Patiënten kunnen klagen over een sterker depressief gevoel of manische fasen, zodat suïcidale gedachten of agressief gedrag kunnen worden waargenomen. Ontwenningsverschijnselen kunnen weken tot maanden aanhouden en er kunnen problemen optreden, zelfs nadat de patiënt stopt met het innemen van het medicijn. De behandelende arts moet daarom de ontwenning begeleiden en het langzaam laten verlopen.

Dit staat bekend als "sluipen", wat betekent dat een patiënt die 10 mg per dag slikt, in eerste instantie wordt teruggebracht tot 5 mg. De dosis kan verder worden verlaagd als deze goed wordt verdragen of na een acclimatisatieperiode van enkele weken. Hoewel het enkele maanden kan duren om te stoppen met het gebruik van het middel, heeft dit als voordeel dat de kans op ontwenningsverschijnselen kan worden verminderd.

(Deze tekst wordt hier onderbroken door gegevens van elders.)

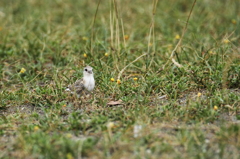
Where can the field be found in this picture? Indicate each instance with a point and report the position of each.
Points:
(167, 79)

Bijwerkingen zijn helaas niet helemaal uit te sluiten, dus een goed overleg met de behandelende arts is noodzakelijk. Matige symptomen kunnen ook worden behandeld benzodiazepines, waardoor het terugtrekken gemakkelijker wordt voor de patiënt. Als de symptomen te ernstig zijn, moet de stopzetting worden stopgezet en moet citalopram in de oorspronkelijke dosis worden ingenomen. Met kleine stapjes van dosisverlaging kan dan een nieuwe poging worden ondernomen.